I appreciate that her sound is changing – there’s a more rock vibe to a lot of her most recent album, that people who went for the more folky sound of her earlier stuff may not go for. I appreicate that if they liked her more acoustic stuff, they may not enjoy the full band. And I admit that it was bloody hot in that venue (Islington Academy), but I don’t think I’ve ever been to a gig with a more inert audience. Half the people standing near me (and I was pretty well toward the front) had their arms folded across their chests, and didn’t look like they were enjoying themselves at all.

Still, I really enjoyed the set, and would probably go and see her again, in the hope that the crowd will be more prepared to move a little.

In other gig news, Nick Cave has a new album out in September and is playing Brixton in November as a result. Hurrah!

What A Difference A Day Makes

Went for my usual walk round Battersea Park at lunch, as I have every day this week. The Park has unsurprisingly, been busy so far this week – full of people out enjoying the sun. Today, despite the generally OK weather (sunny patches through cloud, slightly cooler than the last couple of days), it was empty. Not just slightly less busy – empty. The only people I passed were a mother and child, a couple of people walking their dogs, and another couple of people from the Dog’s Home walking their packs of dogs. (One of the dogs from the home had no hind legs, and was instead strapped into a contraption that gave it rear wheels instead, allowing it to pull itself along by its front legs, like some living version of those old children’s toys. I managed not to laugh out loud, but only just.)

But aside from that, the place was deserted – there wasn’t even the usual collection of joggers.
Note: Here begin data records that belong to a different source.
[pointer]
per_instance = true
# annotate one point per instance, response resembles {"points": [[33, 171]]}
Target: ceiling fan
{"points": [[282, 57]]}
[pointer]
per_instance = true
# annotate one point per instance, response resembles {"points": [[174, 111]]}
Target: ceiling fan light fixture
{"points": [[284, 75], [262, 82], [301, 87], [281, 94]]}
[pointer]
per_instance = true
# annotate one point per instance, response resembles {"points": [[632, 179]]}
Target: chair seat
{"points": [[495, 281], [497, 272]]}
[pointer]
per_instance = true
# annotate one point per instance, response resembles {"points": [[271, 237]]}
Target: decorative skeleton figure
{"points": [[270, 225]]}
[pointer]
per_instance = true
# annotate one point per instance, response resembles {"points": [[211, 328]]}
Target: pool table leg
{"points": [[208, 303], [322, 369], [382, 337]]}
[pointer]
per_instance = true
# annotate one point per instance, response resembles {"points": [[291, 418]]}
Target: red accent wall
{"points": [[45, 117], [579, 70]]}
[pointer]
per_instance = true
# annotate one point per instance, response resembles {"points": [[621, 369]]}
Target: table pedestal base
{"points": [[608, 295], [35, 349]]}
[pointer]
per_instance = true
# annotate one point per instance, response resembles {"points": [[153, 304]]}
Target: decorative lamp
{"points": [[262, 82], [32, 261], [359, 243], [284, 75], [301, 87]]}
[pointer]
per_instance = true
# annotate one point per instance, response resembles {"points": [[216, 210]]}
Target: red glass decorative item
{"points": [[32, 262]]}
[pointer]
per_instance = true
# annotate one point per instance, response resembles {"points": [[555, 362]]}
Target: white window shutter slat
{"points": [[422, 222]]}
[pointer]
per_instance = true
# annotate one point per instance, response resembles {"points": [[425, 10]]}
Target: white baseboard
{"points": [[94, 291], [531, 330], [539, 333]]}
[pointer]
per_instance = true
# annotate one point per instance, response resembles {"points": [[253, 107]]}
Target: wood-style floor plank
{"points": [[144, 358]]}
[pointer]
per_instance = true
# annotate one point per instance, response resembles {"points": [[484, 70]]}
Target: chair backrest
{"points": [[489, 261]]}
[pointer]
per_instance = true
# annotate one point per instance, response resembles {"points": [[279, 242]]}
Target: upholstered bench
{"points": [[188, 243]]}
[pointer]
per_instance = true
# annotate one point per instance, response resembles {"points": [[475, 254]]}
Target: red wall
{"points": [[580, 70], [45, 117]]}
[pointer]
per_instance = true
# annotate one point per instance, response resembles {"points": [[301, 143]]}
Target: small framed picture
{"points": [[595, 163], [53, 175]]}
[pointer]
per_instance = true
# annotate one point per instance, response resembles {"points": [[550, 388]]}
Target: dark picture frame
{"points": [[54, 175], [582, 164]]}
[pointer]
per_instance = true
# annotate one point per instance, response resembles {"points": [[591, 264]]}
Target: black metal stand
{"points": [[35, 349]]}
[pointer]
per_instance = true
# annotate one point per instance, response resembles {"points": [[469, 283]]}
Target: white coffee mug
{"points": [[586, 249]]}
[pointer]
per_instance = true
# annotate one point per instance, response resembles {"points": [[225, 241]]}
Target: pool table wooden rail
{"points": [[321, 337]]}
What does everyone else know that I don’t?

Doing The Rounds.

I thought it was important to let you know that I want to help someone else to live after my death by donating my organs.

Every year hundreds of people die while waiting for a transplant. If I can, I would like to help.

I have therefore added my name to the NHS Organ Donor Register which is a list of people willing to become donors should the situation ever arise.

I registered my wishes via the UK Transplant website. You can find out more about organ donation on their site.

http://www.uktransplant.org.uk

Thanks to thepaintedone for pointing this one out. I’ve been meaning to register for this for years, and never gotten around to it. Never occured to me to check if I could do it on-line. So now I have, and I encourage you to do that same, and paste the message above into your own journal to encourage others.

Edited to add: And, of course, let your next of kin know you’ve done it, as well…

Shopped

I bought a book called Shopped the other week, about the rise of ths supermarket, and the effect it has had on British food culture, and British shopping life. I’m only fifty pages in, and already I’m swearing off shopping at places like Sainsbury’s and Asda ever again, although my Mum will be pleased to hear that Marks and Sparks gets off lightly (which also makes me feel rather better about my shopping habits).

Anyway, I just wanted to commend it to your attention.